"Every aspect of a museum, gallery, or heritage site communicates. From the architectural style of the building or layout of a site, to the attendants at the entrance, the arrangement of the exhibits or artifacts, the colour of the walls, and the positioning and content of labels and text panels; all these things and more are engaged in a communicative process with the visitor." -Rhiannon Mason, Museums, galleries and heritage: Sites of meaning-making and communication
For these very reasons, even the central glass column filled with musical instruments which acts as the backboard to the musée du quai Branly can be controversial. In my opinion: it shows objects on display which--although for the most part made to be seen--are intended more so to use. It organizes objects by region with scientific numbers which further separates the visitors from the cultures the objects represent. For a museum which is meant to be so revolutionary, it's nearly as imperialistically-insulting as museums have always been. Daniel Sherman notes, "Rivet [the first director of the Musée de l'Homme] ;preferred to avoid evolutionary schemas altogether, noting that the people ethnographers would encounter in the French empire 'are as far, perhaps even farther, from their origins as we; it is just that their civilization has evolved in a different direction from ours'." In this case, few things have changed.

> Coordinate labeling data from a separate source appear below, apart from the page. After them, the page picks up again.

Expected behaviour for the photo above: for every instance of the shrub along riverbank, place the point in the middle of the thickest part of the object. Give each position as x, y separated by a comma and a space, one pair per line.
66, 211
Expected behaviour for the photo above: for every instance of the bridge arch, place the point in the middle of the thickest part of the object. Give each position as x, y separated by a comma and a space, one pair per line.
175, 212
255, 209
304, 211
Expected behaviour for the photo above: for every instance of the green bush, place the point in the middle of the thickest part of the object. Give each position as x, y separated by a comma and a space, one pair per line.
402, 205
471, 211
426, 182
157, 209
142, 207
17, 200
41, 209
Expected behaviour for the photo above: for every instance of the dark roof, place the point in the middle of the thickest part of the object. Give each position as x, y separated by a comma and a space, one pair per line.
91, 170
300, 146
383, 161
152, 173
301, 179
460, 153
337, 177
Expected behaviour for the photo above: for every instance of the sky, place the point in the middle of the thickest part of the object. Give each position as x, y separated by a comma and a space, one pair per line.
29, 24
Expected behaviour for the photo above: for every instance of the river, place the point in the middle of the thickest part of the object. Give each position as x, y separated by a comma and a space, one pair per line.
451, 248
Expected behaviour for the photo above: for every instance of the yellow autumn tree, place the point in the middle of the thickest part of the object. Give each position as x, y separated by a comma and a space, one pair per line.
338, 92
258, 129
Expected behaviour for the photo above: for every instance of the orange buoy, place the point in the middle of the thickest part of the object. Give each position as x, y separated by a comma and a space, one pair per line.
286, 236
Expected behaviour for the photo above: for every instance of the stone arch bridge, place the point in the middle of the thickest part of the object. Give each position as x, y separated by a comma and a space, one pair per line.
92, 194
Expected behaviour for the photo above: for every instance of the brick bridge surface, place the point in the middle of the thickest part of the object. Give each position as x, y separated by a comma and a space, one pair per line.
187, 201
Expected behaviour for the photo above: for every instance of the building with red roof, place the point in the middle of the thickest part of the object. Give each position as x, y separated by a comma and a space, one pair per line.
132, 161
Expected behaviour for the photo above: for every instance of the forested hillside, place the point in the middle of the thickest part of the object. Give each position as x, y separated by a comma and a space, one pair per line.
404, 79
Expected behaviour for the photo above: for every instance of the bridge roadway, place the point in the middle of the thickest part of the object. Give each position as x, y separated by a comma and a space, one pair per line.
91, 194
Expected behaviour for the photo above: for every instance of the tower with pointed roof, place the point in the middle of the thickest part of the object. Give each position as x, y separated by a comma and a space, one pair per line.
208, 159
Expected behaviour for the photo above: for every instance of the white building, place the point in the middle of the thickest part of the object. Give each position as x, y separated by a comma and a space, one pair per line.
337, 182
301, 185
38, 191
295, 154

"Who, after all, is best qualified by experience' (what kinds?), by depth and breadth of knowledge (what knowledge?), to control and interpret an African collection," asks James Clifford in Routes: Travel and Translation in the Late Twentieth Century. I expand the question to include any culturally-affiliated collection, which in those terms basically encompasses everything found with a museum. It matters because, "for example, depending on your point of view, an African mask could be viewed as an ethnographic exhibit, a tribal artefact, a piece of art, evidence of colonial looting, the subject of a repatriation case, or simply a commodity to sell," as described in ;Museums, galleries and heritage: Sites of meaning-making and communication by Rhiannon Mason. In creating a contemporary building surrounded by an "exotic" garden with a visitor route which simulates a futuristic river, any and all objects of the museum are placed in this context which further separates the museum experience, and thus the cultural significance of the objects themselves, from the every day life and identity of the museum visitor. Thus this museum is hardly "a contact zone."
And saying as such doesn't begin to address "looted third world art," to use the loaded terms of The New York Times. Perhaps it's too much to ask, but I believe a museum that claims to be ... should "be accountable in a way that went [goes] beyond mere preservation," in the words of James Clifford. If for no other reason than because, as Eilean Hooper-Greenhill acknowledges in Changing Values in the Art Museum: Rethinking Communication and Learning: "It is time for museum professionals to acknowledge and address the power of museums, to accept that museums are necessarily implicated in cultural politics, and that, therefore, professional practices have political."